410-367-7287 [email protected]

Rev. Dr. Neil O’Farrell


“For my yoke is easy, and my burden is light.”

“The Kingdom of God is like….” This is the basis of many of Jesus’ teachings, and particularly several of the short parables in today’s gospel. The Kingdom is embedded in our creeds and the Lord’s Prayer. The Reformer theologians nailed the crux of the Kingdom by asserting the Kingdom of God has arrived—but not yet. “Really, you say?”

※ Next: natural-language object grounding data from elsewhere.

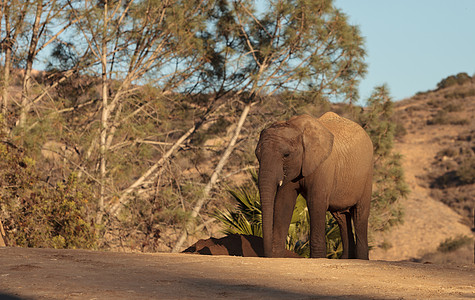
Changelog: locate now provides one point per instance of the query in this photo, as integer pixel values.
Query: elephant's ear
(317, 145)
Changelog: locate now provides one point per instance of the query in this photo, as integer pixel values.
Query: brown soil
(235, 245)
(78, 274)
(428, 222)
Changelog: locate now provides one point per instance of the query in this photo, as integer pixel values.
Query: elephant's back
(347, 133)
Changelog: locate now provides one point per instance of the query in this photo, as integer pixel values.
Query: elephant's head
(286, 152)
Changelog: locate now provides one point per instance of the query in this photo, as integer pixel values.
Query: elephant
(329, 160)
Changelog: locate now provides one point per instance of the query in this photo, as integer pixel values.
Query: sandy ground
(78, 274)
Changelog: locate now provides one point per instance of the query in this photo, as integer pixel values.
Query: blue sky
(413, 44)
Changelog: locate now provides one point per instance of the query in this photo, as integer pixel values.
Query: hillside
(438, 149)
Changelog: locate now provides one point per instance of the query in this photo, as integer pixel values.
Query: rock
(235, 245)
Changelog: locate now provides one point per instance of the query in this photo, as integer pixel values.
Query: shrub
(388, 176)
(246, 219)
(466, 171)
(460, 79)
(36, 214)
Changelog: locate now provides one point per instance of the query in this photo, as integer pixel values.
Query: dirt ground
(78, 274)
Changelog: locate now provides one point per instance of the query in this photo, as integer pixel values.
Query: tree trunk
(25, 101)
(2, 235)
(214, 177)
(104, 118)
(115, 208)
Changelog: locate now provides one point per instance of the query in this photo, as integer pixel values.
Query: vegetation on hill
(147, 109)
(449, 110)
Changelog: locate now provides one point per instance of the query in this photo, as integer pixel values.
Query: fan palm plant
(246, 218)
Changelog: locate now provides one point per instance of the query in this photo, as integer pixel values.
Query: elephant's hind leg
(344, 223)
(360, 219)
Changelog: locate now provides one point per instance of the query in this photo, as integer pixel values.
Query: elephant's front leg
(283, 209)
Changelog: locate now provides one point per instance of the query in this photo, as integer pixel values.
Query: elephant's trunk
(269, 179)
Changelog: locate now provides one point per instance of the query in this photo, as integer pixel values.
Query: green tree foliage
(388, 176)
(451, 80)
(246, 218)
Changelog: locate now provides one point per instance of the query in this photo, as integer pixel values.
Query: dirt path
(77, 274)
(427, 222)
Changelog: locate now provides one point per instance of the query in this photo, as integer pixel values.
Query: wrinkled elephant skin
(329, 161)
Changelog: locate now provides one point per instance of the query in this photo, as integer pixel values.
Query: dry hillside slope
(437, 146)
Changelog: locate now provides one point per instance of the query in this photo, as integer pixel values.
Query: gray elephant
(329, 161)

This betwixt and between of the Kingdom is core. In my health care ministry, I don’t know how many times persons will explain tragic occurrences as God’s inscrutable plan. We must not accept the pain of life as being God’s handiwork. The worst example of this belief that everything across the eons has been foreordained by God, including the blasphemy that Jesus suffered and died because God willed it personally. It is held that the suffering and death of his Son was the only thing powerful enough to redeem the world from God’s vengeful righteousness.

We humans can’t seem to bear the counterintuitive complexity that God created time, space, and matter out of the primordial chaos, but God didn’t solve the problem of chaos. The Fall is about chaos entering into God’s perfect garden. The periodic rise and fall of God’s people are about the continued intrusion of chaos into human events. Moreover, history demonstrates up to and including this very moment the power and potency of chaos. We are hesitant to believe that God shares with us the heartbreak of the intrusiveness of chaos. Simply, we should believe that we suffer and God suffers with us. That God feels and helps bear our pain is comforting and true. It’s too inconsistent to believe in a benevolent God, and believe that God is responsible for all the bad stuff and evil. Truly, God did not create the coronavirus, yet God is absolute with us in this pandemic.

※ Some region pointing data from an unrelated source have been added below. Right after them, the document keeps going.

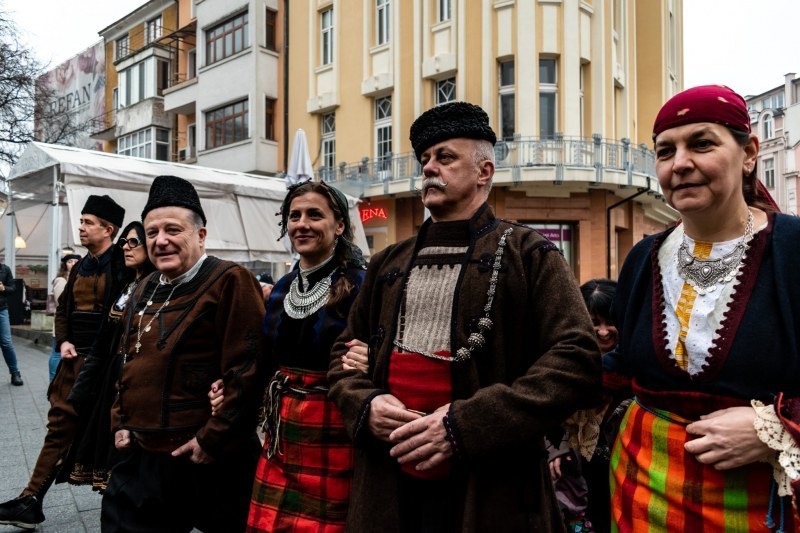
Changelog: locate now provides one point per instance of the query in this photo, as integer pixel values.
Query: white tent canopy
(240, 208)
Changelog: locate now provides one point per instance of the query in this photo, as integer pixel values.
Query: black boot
(25, 512)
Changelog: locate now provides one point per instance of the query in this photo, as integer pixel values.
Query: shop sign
(369, 213)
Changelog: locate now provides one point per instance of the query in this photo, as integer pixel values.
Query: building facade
(775, 119)
(571, 86)
(196, 81)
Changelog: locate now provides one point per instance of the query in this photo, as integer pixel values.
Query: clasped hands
(123, 439)
(416, 438)
(726, 439)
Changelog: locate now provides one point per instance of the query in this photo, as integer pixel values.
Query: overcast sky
(745, 44)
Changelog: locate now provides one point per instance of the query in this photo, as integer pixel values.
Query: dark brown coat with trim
(211, 329)
(540, 364)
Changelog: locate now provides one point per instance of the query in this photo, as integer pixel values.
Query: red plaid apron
(305, 486)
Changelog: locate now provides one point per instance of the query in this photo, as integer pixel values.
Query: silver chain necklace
(705, 274)
(147, 327)
(303, 304)
(476, 339)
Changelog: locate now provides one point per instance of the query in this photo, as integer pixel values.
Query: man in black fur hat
(470, 362)
(92, 285)
(195, 319)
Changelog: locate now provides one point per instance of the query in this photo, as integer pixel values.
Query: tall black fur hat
(172, 191)
(450, 121)
(104, 207)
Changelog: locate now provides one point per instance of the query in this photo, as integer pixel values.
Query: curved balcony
(582, 162)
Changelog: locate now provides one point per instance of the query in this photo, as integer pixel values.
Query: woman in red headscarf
(709, 319)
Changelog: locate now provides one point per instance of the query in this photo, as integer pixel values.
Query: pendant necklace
(147, 327)
(299, 305)
(705, 274)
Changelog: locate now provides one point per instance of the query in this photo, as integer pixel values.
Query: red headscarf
(709, 103)
(706, 103)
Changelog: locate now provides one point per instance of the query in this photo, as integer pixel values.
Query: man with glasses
(92, 285)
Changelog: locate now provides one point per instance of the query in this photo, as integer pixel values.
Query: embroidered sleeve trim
(451, 435)
(786, 463)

As I asked, “Really, you say?” The answer to that question is simply yes. God is gestational. God is still in the process of creating, of being created, of being born, as are we. We can see the outline of the foundation of the Kingdom of God through the teachings, miracles, and resurrection of Jesus. The beautiful structure atop those foundations is still being built. Building the Kingdom of God is a co-creational project of God and humanity. We shortchange God and humanity without understanding the everlasting communion of God and humanity. God’s story and our stories aren’t the same stories, to be sure. But we can’t tell the story of ourselves without also telling the story of God, and vice-versa.

– Pastor Neil

Alleluia. Christ is risen. The Lord is risen indeed. Alleluia.

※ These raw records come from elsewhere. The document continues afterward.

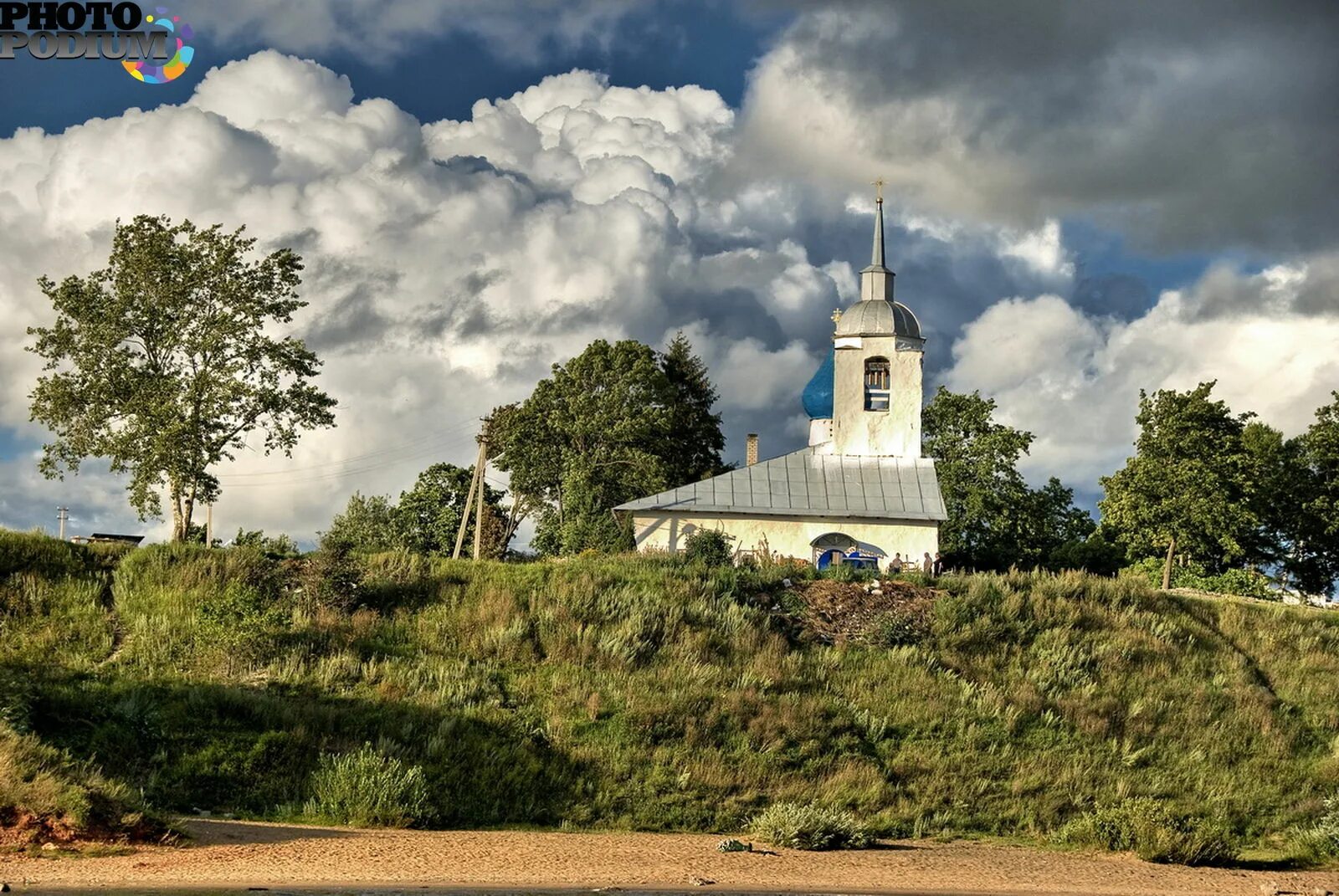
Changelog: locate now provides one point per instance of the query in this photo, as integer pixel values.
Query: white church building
(861, 488)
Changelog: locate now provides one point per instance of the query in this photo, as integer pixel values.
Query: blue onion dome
(818, 394)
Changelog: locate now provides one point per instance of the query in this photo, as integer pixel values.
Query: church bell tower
(877, 361)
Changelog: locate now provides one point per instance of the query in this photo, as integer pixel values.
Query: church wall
(785, 536)
(895, 432)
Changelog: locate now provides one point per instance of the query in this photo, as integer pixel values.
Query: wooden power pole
(472, 504)
(482, 466)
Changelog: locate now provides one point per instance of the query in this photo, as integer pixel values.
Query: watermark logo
(178, 33)
(153, 47)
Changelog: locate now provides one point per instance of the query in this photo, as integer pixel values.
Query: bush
(809, 827)
(899, 626)
(1153, 832)
(367, 789)
(1247, 583)
(709, 546)
(1319, 842)
(47, 796)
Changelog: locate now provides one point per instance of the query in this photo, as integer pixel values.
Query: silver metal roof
(879, 318)
(813, 485)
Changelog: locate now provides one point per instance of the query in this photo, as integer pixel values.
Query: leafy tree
(994, 520)
(367, 524)
(694, 439)
(1310, 535)
(1050, 523)
(983, 492)
(430, 513)
(709, 546)
(278, 546)
(1188, 486)
(161, 362)
(608, 426)
(1095, 553)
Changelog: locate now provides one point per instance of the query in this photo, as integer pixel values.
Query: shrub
(1153, 832)
(46, 795)
(367, 789)
(899, 626)
(1319, 842)
(1245, 583)
(709, 546)
(328, 579)
(809, 827)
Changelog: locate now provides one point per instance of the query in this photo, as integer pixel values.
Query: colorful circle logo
(146, 70)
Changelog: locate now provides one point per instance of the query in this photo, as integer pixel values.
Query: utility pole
(469, 503)
(482, 468)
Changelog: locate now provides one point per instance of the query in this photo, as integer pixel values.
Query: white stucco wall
(787, 536)
(895, 432)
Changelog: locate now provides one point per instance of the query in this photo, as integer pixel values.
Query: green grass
(644, 693)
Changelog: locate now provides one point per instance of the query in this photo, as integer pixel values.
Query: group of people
(928, 566)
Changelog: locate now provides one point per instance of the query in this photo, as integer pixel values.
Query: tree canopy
(994, 519)
(616, 422)
(162, 363)
(1188, 486)
(425, 520)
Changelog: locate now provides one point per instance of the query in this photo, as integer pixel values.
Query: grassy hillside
(642, 693)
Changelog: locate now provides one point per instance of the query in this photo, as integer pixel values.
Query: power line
(412, 443)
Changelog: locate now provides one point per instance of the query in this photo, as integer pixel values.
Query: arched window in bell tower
(877, 381)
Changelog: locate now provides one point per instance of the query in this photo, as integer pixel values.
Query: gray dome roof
(879, 318)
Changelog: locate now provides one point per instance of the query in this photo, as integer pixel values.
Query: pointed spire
(877, 259)
(876, 281)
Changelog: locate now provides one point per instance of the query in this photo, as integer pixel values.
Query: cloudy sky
(1085, 200)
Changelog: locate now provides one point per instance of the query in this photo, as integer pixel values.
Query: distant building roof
(104, 536)
(813, 485)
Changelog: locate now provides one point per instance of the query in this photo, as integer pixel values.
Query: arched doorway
(832, 548)
(839, 546)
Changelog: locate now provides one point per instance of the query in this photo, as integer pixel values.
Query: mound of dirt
(24, 828)
(850, 611)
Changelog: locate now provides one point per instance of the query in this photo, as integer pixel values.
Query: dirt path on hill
(229, 855)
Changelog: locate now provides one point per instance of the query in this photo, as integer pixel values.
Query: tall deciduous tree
(694, 438)
(613, 423)
(994, 519)
(367, 524)
(1188, 486)
(430, 513)
(1311, 533)
(161, 362)
(984, 494)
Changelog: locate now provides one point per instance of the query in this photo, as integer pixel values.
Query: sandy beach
(231, 855)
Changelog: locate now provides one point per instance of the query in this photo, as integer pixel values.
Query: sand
(236, 855)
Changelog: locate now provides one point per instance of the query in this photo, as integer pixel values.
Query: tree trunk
(178, 532)
(1167, 566)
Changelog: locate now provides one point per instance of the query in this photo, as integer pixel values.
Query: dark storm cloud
(1196, 124)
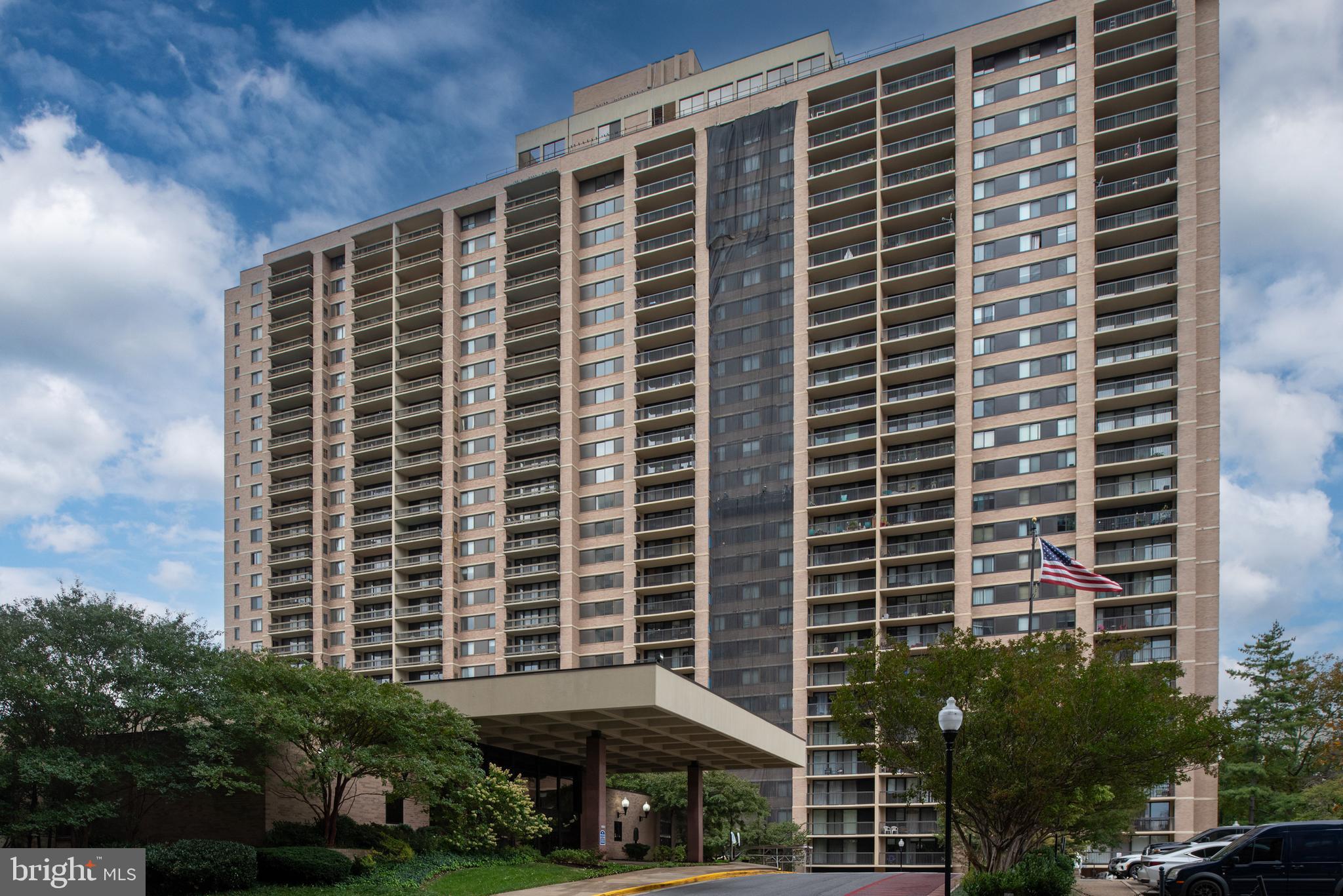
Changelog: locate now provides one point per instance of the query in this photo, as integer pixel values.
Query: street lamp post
(948, 719)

O God, you are the protector of all who trusts in you, without whom nothing is strong, nothing is holy. Increase and multiply upon us your mercy. With you as our ruler and guide, help us to pass through our earthly life, with the sure promise of eternal life through Jesus Christ our Lord. Who lives and reigns with you and the Holy Spirit, one God, forever and ever. Amen.




At Gibeon the LORD appeared to Solomon in a dream by night; and God said, “Ask what I should give you.”6And Solomon said, “You have shown great and steadfast love to your servant, my father David, because he walked before you in faithfulness, in righteousness, and in uprightness of heart toward you. You have kept for him this great and steadfast love, and have given him a son to sit on his throne today. And now, O LORD my God, you have made your servant king in place of my father David, although I am only a little child. I do not know how to go out or come in. And your servant is in the midst of the people whom you have chosen—a great people, so numerous they cannot be numbered or counted. Give your servant, therefore, an understanding mind to govern your people, able to discern between good and evil; for who can govern this your great people?” It pleased the Lord that Solomon had asked this. 11God said to him, “Because you have asked this, and have not asked for yourself long life or riches, or for the life of your enemies, but have asked for yourself understanding to discern what is right, I now do according to your word.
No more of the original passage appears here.